15-45 minutes depending on use case complexity

Steps

  1. 1Install skill using provided installation command
  2. 2Test with simple use case relevant to your work
  3. 3Evaluate output quality and relevance
  4. 4Iterate on prompts to improve results
  5. 5Integrate into regular workflow if valuable

Common Pitfalls

  • Expecting perfect results without iteration
  • Not providing enough context in prompts
  • Using skill for tasks outside its intended scope
  • Accepting outputs without review and validation

Best Practices

✓ Do

  • +Start with clear, specific prompts
  • +Provide relevant context and constraints
  • +Review and refine all outputs before using
  • +Iterate to improve output quality
  • +Document successful prompt patterns

✗ Don't

  • Don't use without understanding skill limitations
  • Don't skip validation of outputs
  • Don't share sensitive information in prompts
  • Don't expect skill to replace human judgment

💡 Pro Tips

  • Be specific about desired format and style
  • Ask for multiple options to choose from
  • Request explanations to understand reasoning
  • Combine AI efficiency with human expertise

When to Use This

✓ Use when

Use when skill capabilities match your task, clear ROI on time saved, and you can validate outputs.
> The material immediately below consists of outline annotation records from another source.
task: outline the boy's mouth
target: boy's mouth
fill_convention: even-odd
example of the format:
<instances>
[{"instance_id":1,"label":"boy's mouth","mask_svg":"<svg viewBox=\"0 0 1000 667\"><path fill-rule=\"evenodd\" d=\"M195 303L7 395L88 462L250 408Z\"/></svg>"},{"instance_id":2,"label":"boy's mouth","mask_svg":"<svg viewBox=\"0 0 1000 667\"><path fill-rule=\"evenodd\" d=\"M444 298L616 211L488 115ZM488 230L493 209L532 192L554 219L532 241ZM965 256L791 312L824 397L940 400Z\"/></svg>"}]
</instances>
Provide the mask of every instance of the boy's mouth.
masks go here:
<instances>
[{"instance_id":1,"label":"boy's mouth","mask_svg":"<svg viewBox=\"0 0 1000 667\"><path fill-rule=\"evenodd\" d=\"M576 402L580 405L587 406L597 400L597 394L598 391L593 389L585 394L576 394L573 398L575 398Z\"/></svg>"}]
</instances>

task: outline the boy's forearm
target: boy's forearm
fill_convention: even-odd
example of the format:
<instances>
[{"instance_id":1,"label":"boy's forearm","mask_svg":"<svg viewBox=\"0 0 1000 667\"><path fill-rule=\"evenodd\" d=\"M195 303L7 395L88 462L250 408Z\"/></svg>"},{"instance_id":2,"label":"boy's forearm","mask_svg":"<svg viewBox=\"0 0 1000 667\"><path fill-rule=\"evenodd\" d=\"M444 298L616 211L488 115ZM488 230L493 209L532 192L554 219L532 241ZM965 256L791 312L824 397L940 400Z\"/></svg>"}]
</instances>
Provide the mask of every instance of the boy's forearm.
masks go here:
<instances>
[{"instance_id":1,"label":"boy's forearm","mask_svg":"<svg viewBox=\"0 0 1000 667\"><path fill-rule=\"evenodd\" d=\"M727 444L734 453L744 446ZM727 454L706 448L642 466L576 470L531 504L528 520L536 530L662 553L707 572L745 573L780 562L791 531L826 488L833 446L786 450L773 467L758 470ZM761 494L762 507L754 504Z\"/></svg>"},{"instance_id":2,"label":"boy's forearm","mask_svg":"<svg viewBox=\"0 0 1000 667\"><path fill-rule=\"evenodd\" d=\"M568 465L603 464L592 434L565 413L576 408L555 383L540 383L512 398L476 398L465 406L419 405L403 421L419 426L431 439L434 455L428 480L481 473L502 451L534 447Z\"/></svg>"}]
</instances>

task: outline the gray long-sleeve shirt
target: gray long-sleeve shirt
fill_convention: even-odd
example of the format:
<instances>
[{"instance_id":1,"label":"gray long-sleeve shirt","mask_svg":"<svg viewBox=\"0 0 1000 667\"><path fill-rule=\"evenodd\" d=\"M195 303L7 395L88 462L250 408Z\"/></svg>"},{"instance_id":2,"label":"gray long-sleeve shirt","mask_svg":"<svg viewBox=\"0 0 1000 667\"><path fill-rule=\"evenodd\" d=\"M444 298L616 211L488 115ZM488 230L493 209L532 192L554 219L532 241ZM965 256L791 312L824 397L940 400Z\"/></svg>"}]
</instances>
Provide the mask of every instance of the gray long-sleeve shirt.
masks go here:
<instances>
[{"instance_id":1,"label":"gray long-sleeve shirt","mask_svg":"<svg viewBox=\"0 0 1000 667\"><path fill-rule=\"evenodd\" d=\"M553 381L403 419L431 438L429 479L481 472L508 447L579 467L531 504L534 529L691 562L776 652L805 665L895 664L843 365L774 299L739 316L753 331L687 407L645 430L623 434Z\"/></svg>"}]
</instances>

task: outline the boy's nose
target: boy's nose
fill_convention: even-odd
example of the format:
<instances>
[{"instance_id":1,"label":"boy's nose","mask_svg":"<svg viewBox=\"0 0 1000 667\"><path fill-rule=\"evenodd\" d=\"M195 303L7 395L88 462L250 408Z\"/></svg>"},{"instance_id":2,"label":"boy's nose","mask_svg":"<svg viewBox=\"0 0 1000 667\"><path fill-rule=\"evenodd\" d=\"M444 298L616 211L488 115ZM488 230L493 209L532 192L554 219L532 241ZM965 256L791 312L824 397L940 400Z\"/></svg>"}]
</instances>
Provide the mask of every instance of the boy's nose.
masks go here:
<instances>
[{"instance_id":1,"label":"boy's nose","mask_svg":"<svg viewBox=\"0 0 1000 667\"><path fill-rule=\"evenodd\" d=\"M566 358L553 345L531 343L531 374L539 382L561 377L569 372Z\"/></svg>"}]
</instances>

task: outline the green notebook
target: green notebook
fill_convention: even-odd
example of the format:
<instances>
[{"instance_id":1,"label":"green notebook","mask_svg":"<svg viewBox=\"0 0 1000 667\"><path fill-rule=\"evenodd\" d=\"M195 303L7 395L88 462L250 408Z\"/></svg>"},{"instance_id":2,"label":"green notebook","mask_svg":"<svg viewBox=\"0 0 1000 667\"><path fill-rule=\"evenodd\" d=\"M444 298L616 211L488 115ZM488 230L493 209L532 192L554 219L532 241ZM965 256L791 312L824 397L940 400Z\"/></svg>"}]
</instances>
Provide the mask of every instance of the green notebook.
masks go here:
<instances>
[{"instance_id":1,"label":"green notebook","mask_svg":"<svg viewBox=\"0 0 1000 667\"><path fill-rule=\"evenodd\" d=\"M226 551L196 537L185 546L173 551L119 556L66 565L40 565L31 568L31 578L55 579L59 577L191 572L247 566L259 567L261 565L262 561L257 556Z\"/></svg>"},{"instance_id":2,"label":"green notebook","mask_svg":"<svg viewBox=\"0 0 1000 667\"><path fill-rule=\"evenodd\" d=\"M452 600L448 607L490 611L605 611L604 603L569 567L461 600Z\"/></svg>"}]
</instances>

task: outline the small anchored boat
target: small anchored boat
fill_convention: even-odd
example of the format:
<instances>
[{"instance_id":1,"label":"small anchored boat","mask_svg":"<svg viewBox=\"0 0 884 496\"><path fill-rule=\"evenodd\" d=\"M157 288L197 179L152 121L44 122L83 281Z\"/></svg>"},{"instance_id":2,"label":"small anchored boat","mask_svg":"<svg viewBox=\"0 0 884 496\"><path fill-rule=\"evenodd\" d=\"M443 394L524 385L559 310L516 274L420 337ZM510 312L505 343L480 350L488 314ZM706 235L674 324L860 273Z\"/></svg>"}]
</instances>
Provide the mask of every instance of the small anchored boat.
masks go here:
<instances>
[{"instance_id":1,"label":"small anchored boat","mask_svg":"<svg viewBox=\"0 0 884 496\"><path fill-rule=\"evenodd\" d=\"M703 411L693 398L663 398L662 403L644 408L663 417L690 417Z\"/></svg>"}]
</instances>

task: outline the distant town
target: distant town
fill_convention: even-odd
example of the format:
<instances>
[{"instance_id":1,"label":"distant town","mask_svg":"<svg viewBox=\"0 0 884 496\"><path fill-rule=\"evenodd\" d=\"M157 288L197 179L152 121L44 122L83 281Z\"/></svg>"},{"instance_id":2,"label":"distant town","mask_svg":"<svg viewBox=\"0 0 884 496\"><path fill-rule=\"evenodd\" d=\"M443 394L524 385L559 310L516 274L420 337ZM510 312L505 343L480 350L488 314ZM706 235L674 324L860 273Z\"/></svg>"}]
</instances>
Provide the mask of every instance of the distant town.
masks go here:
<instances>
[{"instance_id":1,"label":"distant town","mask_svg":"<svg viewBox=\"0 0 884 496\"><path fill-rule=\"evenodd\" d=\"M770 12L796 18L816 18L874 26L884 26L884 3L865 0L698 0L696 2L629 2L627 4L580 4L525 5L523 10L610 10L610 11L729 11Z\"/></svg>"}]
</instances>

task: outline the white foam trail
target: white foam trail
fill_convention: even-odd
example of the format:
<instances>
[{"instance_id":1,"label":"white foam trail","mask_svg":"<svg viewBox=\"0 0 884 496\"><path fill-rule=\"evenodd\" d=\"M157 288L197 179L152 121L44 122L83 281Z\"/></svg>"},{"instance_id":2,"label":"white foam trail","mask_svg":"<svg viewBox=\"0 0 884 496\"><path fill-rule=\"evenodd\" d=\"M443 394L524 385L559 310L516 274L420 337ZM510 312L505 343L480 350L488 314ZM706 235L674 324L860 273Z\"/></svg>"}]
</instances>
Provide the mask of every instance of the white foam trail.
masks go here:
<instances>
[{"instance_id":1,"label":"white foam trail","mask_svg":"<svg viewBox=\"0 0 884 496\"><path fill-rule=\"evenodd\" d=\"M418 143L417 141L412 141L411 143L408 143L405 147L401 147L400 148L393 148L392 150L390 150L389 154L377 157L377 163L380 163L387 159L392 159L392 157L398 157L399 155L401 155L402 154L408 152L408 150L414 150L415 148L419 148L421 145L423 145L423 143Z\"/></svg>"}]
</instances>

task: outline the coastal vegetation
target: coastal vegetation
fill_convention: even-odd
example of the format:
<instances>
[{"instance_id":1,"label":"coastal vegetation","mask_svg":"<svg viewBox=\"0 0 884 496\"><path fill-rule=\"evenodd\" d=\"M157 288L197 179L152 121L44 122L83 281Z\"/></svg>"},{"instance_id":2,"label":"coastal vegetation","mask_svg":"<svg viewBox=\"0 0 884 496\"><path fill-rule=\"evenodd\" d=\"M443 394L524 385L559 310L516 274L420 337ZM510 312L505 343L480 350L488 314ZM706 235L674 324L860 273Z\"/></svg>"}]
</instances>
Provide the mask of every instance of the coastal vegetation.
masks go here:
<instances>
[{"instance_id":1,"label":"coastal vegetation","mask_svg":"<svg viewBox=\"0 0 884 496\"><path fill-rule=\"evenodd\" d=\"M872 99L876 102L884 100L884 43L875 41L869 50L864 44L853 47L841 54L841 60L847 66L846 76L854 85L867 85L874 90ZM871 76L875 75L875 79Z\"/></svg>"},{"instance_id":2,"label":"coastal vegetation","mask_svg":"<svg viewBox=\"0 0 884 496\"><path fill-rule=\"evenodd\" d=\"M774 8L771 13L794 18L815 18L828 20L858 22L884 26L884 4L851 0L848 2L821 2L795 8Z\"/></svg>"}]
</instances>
Best for repetitive tasks, learning, and quality improvement.

✗ Avoid when

Avoid when task requires deep expertise you can't validate, involves sensitive decisions, or when learning process is more valuable than speed of completion.

Learning Path

  1. 1Familiarize yourself with skill capabilities and limitations
  2. 2Start with low-risk, non-critical tasks
  3. 3Progress to more complex and valuable use cases
  4. 4Build expertise through regular use and experimentation

Related Skills

Reviews

4.557 reviews
  • A
    Ava IyerDec 20, 2024

    We added golang-cli from the explainx registry; install was straightforward and the SKILL.md answered most questions upfront.

  • A
    Aditi ChoiDec 20, 2024

    golang-cli is among the better-maintained entries we tried; worth keeping pinned for repeat workflows.

  • A
    Aditi LopezDec 16, 2024

    I recommend golang-cli for anyone iterating fast on agent tooling; clear intent and a small, reviewable surface area.

  • A
    Aditi AgarwalDec 16, 2024

    Registry listing for golang-cli matched our evaluation — installs cleanly and behaves as described in the markdown.

  • K
    Kaira IyerDec 12, 2024

    golang-cli reduced setup friction for our internal harness; good balance of opinion and flexibility.

  • K
    Kaira GuptaDec 4, 2024

    Useful defaults in golang-cli — fewer surprises than typical one-off scripts, and it plays nicely with `npx skills` flows.

  • A
    Ava MenonNov 11, 2024

    golang-cli reduced setup friction for our internal harness; good balance of opinion and flexibility.

  • A
    Aditi AbbasNov 11, 2024

    Solid pick for teams standardizing on skills: golang-cli is focused, and the summary matches what you get after install.

  • A
    Aditi ParkNov 7, 2024

    golang-cli fits our agent workflows well — practical, well scoped, and easy to wire into existing repos.

  • W
    William MartinNov 7, 2024

    I recommend golang-cli for anyone iterating fast on agent tooling; clear intent and a small, reviewable surface area.